Yaklaşık iki yıl büyük emeklerle yetiştirilen ve çeşitli evrelerden geçtikten sonra istenilen ürüne dönüşen şeker pancarının ekim ayında başlanan hasadı için İLKHA ekibi olarak kasım ayı itibari ile çekimlerimize başladık. 165 ile 220 gün arasında yetişen şeker pancarının sofraların ve tatlıların vazgeçilmezi şekere dönüşene dek hangi evlerde geçtiğini kaydettik.

 

Bugün modern tarımla ekimi ve hasadı yapılan, yüzde 75'i su ve geri kalanının ise katı maddeden oluştuğu şeker pancarının hasattan sonra 1984 yılından beri hizmet veren Ağrı Şeker Fabrikasına taşınmasını ve fabrikada aşama aşama hangi evlerde geçtiğine şahitlik ettik.

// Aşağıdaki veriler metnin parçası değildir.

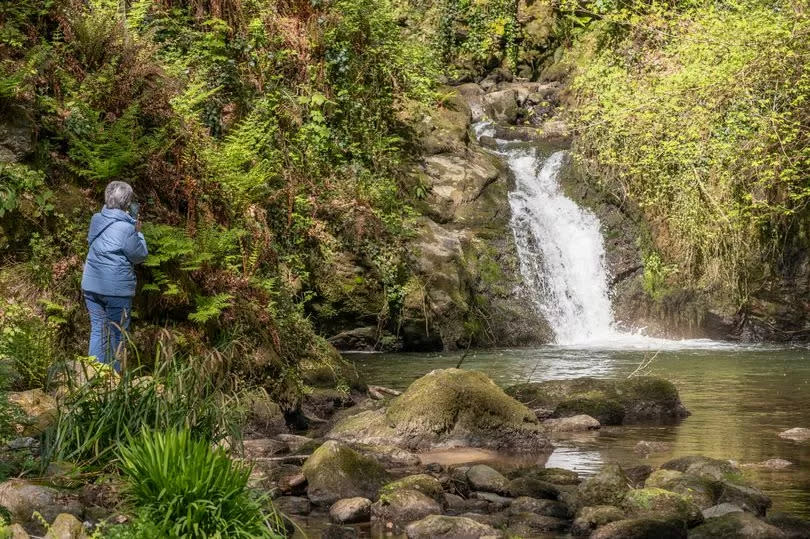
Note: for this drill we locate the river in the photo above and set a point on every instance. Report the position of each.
(740, 397)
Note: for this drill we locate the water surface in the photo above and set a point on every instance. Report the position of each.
(740, 399)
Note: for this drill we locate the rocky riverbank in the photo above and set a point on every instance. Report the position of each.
(425, 463)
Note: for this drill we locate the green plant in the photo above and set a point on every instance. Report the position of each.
(187, 489)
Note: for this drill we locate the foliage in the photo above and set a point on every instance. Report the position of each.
(187, 489)
(182, 392)
(699, 115)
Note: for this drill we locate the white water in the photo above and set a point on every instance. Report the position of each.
(562, 256)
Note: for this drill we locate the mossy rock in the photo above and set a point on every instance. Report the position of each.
(450, 407)
(662, 505)
(426, 484)
(336, 471)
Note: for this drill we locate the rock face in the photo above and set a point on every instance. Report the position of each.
(444, 526)
(643, 398)
(448, 408)
(335, 471)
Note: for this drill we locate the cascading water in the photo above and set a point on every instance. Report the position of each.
(561, 250)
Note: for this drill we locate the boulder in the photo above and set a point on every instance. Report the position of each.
(426, 484)
(661, 504)
(576, 423)
(608, 487)
(482, 477)
(591, 517)
(444, 526)
(405, 505)
(23, 499)
(640, 529)
(798, 434)
(39, 409)
(350, 510)
(736, 526)
(450, 407)
(336, 471)
(549, 508)
(66, 526)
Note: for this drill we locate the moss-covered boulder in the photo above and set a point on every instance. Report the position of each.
(591, 517)
(640, 528)
(643, 398)
(736, 526)
(336, 471)
(662, 505)
(608, 487)
(444, 526)
(446, 408)
(426, 484)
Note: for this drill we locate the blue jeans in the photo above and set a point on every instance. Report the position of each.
(109, 317)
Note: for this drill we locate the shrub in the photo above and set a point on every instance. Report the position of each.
(186, 489)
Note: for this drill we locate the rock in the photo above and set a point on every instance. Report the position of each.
(721, 510)
(608, 487)
(533, 488)
(335, 471)
(293, 505)
(792, 527)
(591, 517)
(662, 505)
(450, 407)
(482, 477)
(23, 499)
(703, 466)
(426, 484)
(749, 498)
(640, 529)
(405, 505)
(444, 526)
(736, 526)
(39, 409)
(703, 491)
(575, 423)
(532, 525)
(350, 510)
(798, 434)
(549, 508)
(770, 464)
(501, 106)
(646, 448)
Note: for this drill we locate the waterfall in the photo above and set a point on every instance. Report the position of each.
(562, 254)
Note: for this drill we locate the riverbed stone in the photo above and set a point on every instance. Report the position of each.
(350, 510)
(549, 508)
(736, 526)
(798, 434)
(608, 487)
(576, 423)
(448, 407)
(640, 529)
(23, 499)
(424, 483)
(405, 505)
(591, 517)
(66, 526)
(662, 505)
(446, 526)
(336, 471)
(482, 477)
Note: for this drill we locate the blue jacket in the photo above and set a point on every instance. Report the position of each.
(115, 246)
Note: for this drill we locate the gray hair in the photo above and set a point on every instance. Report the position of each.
(118, 195)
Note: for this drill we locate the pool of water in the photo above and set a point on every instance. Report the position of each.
(740, 398)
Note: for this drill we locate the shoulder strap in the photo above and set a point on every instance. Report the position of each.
(90, 244)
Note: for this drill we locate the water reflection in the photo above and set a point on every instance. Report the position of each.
(740, 399)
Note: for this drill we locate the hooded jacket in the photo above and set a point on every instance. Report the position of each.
(115, 246)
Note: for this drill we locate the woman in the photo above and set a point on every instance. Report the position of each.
(116, 244)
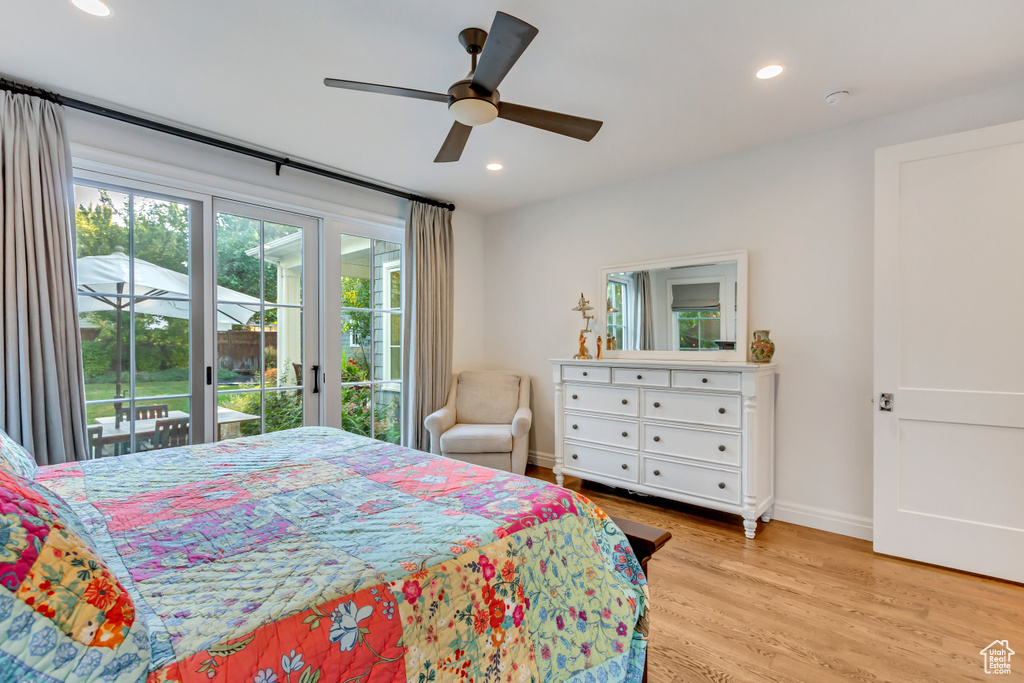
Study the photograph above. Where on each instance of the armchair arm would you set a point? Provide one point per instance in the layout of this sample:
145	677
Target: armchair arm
437	423
521	422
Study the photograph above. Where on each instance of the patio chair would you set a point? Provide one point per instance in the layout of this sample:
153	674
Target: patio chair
142	413
171	432
100	446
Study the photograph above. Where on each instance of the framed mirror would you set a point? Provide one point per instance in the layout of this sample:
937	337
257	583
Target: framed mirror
690	307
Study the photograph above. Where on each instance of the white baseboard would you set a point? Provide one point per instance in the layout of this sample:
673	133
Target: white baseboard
542	459
824	519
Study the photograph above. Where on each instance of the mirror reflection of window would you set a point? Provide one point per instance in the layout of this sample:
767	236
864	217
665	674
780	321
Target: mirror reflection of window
677	308
617	301
696	312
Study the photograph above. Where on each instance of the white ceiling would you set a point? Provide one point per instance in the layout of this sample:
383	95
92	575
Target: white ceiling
671	79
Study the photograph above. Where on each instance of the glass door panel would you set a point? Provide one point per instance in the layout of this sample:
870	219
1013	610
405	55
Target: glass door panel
262	342
364	392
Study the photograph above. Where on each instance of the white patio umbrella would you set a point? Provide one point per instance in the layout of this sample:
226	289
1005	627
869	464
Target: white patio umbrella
108	278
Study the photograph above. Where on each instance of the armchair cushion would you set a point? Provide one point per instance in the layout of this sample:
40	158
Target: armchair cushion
477	438
487	398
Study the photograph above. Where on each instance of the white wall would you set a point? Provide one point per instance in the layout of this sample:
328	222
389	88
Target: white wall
804	209
102	133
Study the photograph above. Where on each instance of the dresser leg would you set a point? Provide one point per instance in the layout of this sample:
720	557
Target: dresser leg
750	525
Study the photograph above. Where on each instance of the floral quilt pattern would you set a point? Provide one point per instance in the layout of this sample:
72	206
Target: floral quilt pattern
316	555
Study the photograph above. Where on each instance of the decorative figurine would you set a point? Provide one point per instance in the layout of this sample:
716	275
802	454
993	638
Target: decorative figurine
584	354
762	348
584	307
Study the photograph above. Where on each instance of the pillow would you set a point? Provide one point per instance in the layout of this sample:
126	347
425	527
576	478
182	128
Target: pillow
62	611
486	397
14	459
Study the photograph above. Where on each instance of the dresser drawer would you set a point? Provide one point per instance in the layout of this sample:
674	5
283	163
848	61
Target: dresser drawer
598	461
694	379
617	433
616	400
705	409
705	481
695	443
586	374
640	377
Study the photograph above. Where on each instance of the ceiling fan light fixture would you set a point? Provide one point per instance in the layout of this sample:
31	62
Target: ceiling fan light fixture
472	112
771	71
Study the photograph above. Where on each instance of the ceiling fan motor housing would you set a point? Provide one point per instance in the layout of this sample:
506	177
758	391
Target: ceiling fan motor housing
471	107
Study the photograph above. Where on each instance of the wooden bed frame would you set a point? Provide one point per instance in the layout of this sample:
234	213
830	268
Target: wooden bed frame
645	541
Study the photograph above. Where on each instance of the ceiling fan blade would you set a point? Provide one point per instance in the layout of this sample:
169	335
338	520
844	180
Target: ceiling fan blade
385	89
454	143
563	124
508	39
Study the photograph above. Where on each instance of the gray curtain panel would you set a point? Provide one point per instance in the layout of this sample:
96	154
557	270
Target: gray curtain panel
643	310
429	327
42	392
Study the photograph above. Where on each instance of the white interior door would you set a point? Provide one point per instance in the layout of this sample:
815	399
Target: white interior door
363	329
948	325
267	318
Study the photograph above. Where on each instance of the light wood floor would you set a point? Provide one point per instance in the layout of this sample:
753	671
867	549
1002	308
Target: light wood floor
799	604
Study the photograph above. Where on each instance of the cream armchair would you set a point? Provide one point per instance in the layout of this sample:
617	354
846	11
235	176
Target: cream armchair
485	422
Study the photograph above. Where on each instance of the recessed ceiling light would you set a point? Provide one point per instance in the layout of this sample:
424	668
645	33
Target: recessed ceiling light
770	71
94	7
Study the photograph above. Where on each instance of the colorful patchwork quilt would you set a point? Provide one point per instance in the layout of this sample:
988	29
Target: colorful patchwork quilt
314	555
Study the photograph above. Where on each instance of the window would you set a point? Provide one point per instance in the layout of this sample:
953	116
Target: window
619	299
371	318
134	298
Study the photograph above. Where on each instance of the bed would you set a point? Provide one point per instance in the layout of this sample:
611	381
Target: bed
316	555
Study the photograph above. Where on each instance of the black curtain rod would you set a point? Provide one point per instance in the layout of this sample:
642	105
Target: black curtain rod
279	162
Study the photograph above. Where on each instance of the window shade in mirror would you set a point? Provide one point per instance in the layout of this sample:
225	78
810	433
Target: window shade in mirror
701	296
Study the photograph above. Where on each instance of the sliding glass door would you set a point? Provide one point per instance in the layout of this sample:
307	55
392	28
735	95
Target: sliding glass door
267	343
364	332
205	318
137	314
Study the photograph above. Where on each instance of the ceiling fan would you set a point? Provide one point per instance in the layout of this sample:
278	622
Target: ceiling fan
474	100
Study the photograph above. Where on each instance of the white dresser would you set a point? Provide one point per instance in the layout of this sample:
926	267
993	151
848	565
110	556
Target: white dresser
700	432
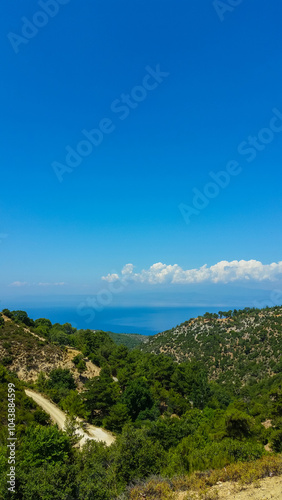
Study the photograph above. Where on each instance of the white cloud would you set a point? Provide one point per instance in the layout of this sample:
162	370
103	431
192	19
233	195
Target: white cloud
110	277
222	272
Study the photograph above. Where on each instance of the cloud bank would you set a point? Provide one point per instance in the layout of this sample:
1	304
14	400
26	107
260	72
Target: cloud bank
222	272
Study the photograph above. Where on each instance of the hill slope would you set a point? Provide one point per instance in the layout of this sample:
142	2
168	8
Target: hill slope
27	354
242	346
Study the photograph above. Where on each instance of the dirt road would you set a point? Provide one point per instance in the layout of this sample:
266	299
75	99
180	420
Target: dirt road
59	417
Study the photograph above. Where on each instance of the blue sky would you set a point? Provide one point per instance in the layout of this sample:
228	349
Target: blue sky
220	84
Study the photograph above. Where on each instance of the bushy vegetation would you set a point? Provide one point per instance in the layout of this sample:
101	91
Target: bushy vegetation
171	419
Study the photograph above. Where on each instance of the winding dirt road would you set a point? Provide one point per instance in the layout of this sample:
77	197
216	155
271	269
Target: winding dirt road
59	417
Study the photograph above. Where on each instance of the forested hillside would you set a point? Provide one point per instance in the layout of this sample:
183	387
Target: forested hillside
233	346
170	418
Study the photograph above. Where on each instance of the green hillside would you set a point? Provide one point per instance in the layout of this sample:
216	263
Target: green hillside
234	346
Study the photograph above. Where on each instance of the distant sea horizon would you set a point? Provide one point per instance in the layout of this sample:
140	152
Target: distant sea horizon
141	320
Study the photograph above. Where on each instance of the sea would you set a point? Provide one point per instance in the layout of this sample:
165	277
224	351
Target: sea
142	320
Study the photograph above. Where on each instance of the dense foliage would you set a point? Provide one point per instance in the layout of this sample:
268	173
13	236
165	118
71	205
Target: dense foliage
170	418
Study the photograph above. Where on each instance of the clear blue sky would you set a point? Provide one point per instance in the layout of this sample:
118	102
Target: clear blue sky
121	204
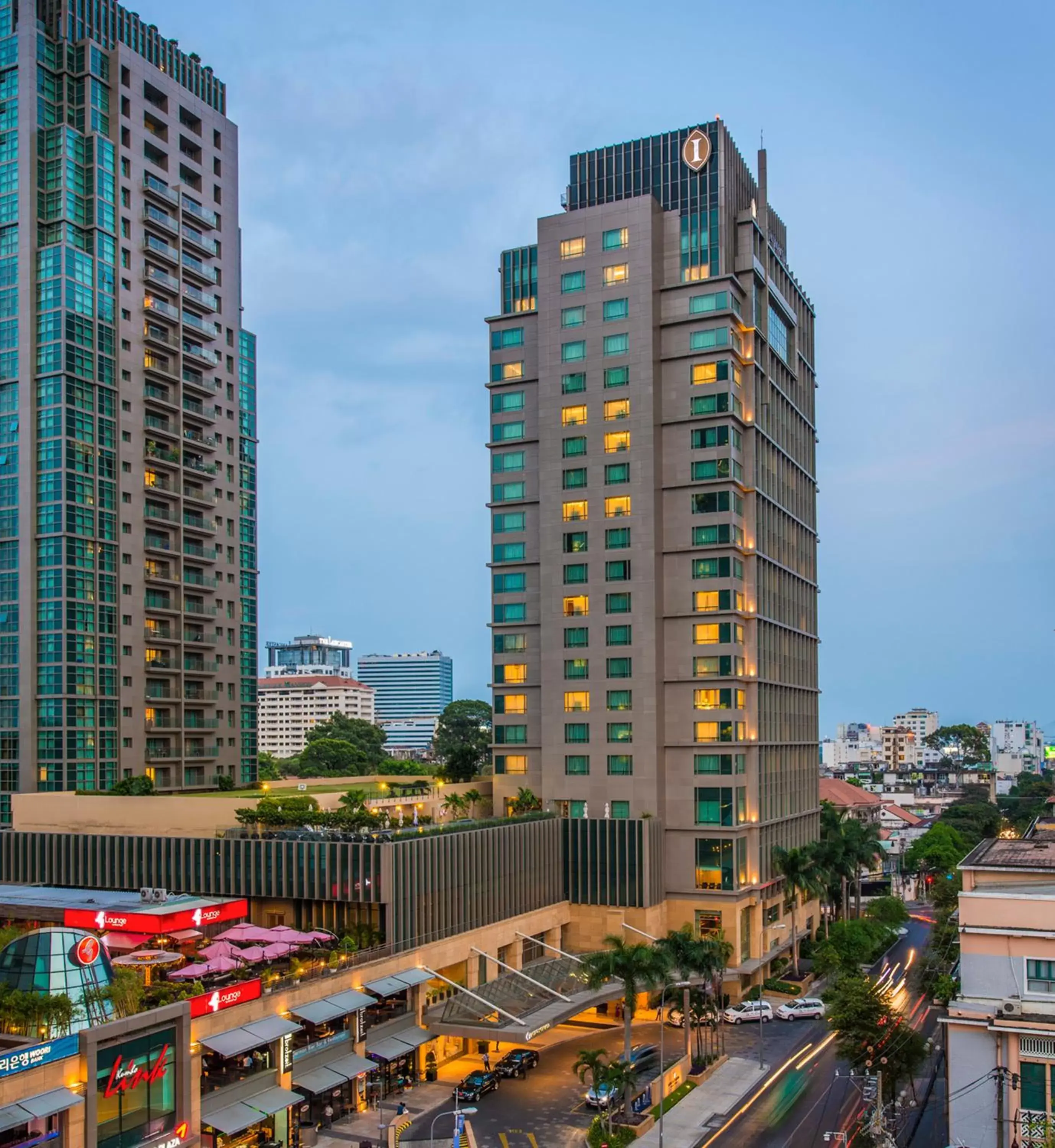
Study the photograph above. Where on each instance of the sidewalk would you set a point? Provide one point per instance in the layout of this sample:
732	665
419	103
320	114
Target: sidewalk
684	1124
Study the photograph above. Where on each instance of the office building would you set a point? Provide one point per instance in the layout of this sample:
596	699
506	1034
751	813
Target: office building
128	439
409	685
290	706
309	655
653	508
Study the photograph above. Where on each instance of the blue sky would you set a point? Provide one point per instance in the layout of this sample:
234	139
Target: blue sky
390	153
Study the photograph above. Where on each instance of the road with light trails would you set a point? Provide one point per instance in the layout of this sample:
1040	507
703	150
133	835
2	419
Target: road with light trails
804	1099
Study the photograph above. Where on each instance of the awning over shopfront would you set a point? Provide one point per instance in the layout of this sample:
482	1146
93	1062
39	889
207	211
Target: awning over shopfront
36	1108
250	1036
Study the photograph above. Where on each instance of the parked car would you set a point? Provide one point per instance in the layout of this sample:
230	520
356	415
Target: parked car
748	1011
517	1061
805	1009
642	1058
476	1085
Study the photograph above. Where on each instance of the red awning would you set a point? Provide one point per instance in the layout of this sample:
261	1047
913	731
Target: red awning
126	941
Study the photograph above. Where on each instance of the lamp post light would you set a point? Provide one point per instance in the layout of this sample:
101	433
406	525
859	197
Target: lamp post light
454	1112
663	1029
761	978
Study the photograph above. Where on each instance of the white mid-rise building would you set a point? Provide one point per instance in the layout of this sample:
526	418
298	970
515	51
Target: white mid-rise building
287	709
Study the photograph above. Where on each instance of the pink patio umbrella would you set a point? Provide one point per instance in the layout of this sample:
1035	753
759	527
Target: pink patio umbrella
247	933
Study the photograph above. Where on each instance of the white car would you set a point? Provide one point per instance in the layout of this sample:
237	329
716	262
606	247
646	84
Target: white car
805	1009
748	1011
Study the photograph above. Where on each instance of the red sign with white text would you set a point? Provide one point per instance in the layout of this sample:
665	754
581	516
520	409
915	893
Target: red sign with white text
225	998
120	921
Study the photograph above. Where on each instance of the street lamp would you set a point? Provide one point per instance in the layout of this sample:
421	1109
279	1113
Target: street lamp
761	978
663	1029
454	1112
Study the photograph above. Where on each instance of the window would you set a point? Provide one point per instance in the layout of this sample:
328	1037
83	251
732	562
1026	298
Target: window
503	371
511	337
713	864
777	334
617	376
507	492
508	401
710	372
616	309
509	522
717	633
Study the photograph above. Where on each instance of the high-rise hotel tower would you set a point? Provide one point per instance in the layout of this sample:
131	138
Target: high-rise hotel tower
128	438
653	514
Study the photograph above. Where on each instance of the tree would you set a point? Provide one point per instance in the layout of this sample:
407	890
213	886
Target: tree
639	967
463	740
802	879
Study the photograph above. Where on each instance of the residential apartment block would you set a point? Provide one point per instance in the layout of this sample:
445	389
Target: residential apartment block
128	437
290	706
653	518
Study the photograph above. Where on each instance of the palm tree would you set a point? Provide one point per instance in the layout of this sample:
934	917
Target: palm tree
800	877
690	957
639	967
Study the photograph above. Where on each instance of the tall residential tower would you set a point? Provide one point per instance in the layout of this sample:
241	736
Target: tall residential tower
653	512
128	441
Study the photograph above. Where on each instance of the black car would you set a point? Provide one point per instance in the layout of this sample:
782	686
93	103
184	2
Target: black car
476	1085
517	1062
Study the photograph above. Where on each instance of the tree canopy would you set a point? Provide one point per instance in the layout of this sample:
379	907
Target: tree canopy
463	740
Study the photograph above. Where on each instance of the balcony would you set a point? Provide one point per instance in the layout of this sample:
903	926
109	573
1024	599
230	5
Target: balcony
203	215
203	243
198	268
157	188
160	278
160	249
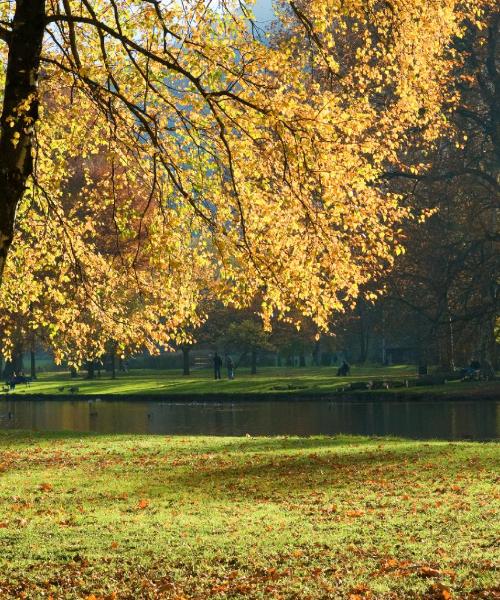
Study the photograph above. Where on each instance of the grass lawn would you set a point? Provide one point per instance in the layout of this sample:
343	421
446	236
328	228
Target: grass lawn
268	380
295	518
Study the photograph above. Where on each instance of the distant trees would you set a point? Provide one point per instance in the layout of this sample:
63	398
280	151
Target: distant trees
241	161
447	284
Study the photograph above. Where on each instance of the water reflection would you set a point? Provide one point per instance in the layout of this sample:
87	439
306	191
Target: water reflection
446	420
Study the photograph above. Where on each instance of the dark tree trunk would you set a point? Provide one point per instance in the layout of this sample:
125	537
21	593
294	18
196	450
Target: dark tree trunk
253	369
316	354
90	369
16	127
113	361
185	360
32	364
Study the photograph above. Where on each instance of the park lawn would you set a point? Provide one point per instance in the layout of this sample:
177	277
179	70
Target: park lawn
85	516
157	382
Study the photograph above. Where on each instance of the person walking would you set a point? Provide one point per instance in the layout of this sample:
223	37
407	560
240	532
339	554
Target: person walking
230	367
217	366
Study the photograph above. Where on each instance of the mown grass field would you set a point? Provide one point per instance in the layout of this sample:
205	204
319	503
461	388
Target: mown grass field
276	381
294	518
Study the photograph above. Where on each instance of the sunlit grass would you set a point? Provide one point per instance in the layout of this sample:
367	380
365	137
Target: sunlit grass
268	379
172	517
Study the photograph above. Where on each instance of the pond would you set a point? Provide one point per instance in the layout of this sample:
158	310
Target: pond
477	420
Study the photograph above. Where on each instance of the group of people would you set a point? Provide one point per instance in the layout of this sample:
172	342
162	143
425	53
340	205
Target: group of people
218	362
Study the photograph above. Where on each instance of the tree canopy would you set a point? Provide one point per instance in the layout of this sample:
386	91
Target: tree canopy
153	150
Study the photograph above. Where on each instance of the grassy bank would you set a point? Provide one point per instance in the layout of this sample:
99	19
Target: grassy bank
158	517
269	381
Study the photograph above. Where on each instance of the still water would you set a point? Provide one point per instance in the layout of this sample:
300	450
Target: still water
478	420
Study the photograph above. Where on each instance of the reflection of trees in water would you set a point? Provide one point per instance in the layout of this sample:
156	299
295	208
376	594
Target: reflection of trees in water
448	420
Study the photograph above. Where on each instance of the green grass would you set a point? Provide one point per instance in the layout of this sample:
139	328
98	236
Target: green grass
293	518
268	380
276	381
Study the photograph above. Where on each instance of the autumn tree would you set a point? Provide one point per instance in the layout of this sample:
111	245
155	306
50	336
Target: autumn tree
447	283
228	159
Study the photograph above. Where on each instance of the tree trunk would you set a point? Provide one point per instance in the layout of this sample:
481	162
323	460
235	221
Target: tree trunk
90	369
17	124
113	361
185	360
32	364
253	369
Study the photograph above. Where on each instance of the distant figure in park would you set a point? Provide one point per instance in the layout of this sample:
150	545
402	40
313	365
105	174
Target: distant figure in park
344	369
230	367
12	381
217	365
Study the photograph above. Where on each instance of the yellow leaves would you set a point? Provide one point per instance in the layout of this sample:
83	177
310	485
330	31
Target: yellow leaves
144	212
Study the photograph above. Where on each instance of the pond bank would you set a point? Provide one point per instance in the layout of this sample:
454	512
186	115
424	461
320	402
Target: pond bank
461	391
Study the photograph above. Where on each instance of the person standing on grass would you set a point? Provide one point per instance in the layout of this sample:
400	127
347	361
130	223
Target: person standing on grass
217	365
230	367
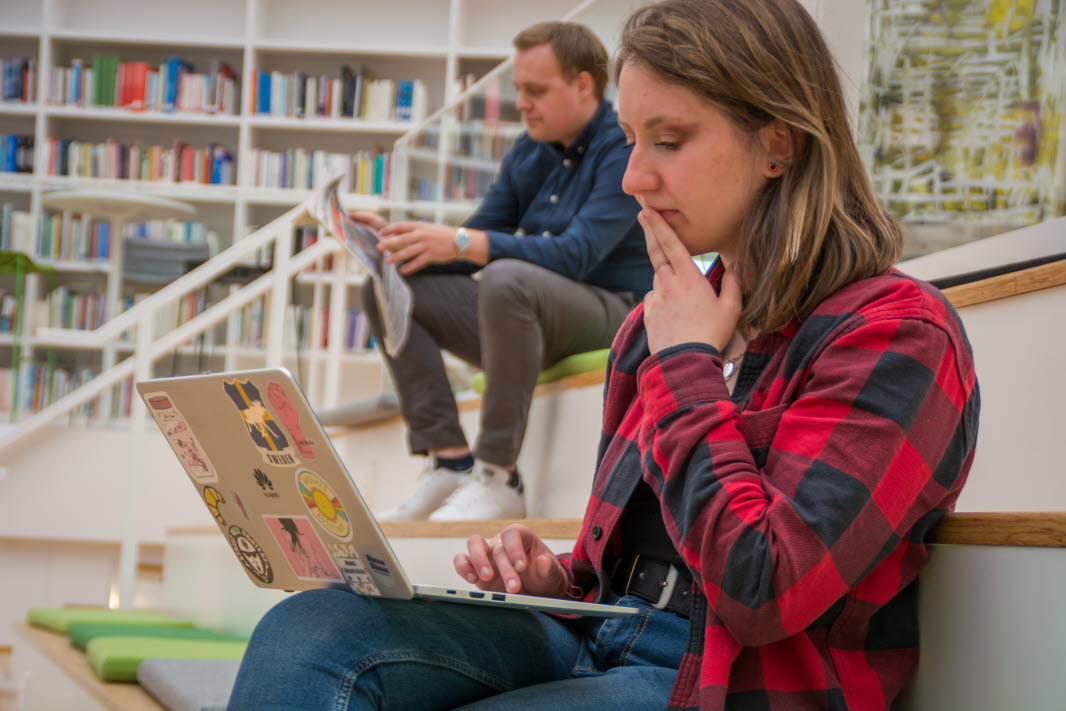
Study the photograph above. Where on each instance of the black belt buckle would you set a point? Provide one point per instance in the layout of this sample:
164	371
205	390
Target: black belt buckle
663	591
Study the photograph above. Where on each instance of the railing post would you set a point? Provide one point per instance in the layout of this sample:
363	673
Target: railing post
338	313
278	295
135	469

İlk olarak bizi misafir eden ve pancarın hasadını gerçekleştiren Ağrı merkeze bağlı Aşkale (Aşqele) köyü sakinlerinden Halis Akman, hasat öncesi pancar için yapılan işlemlerin neler olduğunu bizler ile paylaştı.

Şeker pancarı hasat öncesi yapılan işlemler

Pancarın ekimi ve hasadı için Ağrı İl Tarım ve Orman Müdürlüğü ile Ağrı Şeker Fabrikası'nın ayrı ayrı destekler ve teşvikler verdiklerini belirten Halis Akman, tohum ekiminden hasadına kadar bütün işlemleri şu şekilde anlattı:

Yer düzeltmesi yapıyoruz. Sonra fabrikamız bize tohum veriyor. Ekim makinasını veriyor, biz ekiyoruz. Ondan sonra gübresini, her şeyini yapıyoruz. Sonra çapası, çapasını yapıyoruz. Teklemesini yapıyoruz, sulamasını yapıyoruz. Sadece hasat zamanı sökümünü yapıyoruz. Traktörlere yükleyip fabrikaya götürüyoruz. Ben 40 dönüm ekmişim. İnşallah bire beş, altı verir. Bu sene bereketli geçti pancar hasadı. Hasattan 210-220 ton bekliyorum. Tohumlamaya 11 kilo harcadım. Ve hasat zamanına geldik, hasada başladık. Hasat sırasında Ağrı Tarım ve Orman Müdürlüğü imdadımıza yetişti bize ekip desteği sağladı. Benim hasat için makinem yok, bunun için kuruma müracaat ettik sağ olsunlar pancar söküm makinesini verdiler. Makine biz çiftçilere dönümü 30 liradan kiraya veriliyor. Ama dışardan kiralarsak 200 liradan kiraya veriyoruz. Buda bizim için büyük külfet olur.

"Bölgenin önemli tarımsal üretim yapan illerinden biriyiz"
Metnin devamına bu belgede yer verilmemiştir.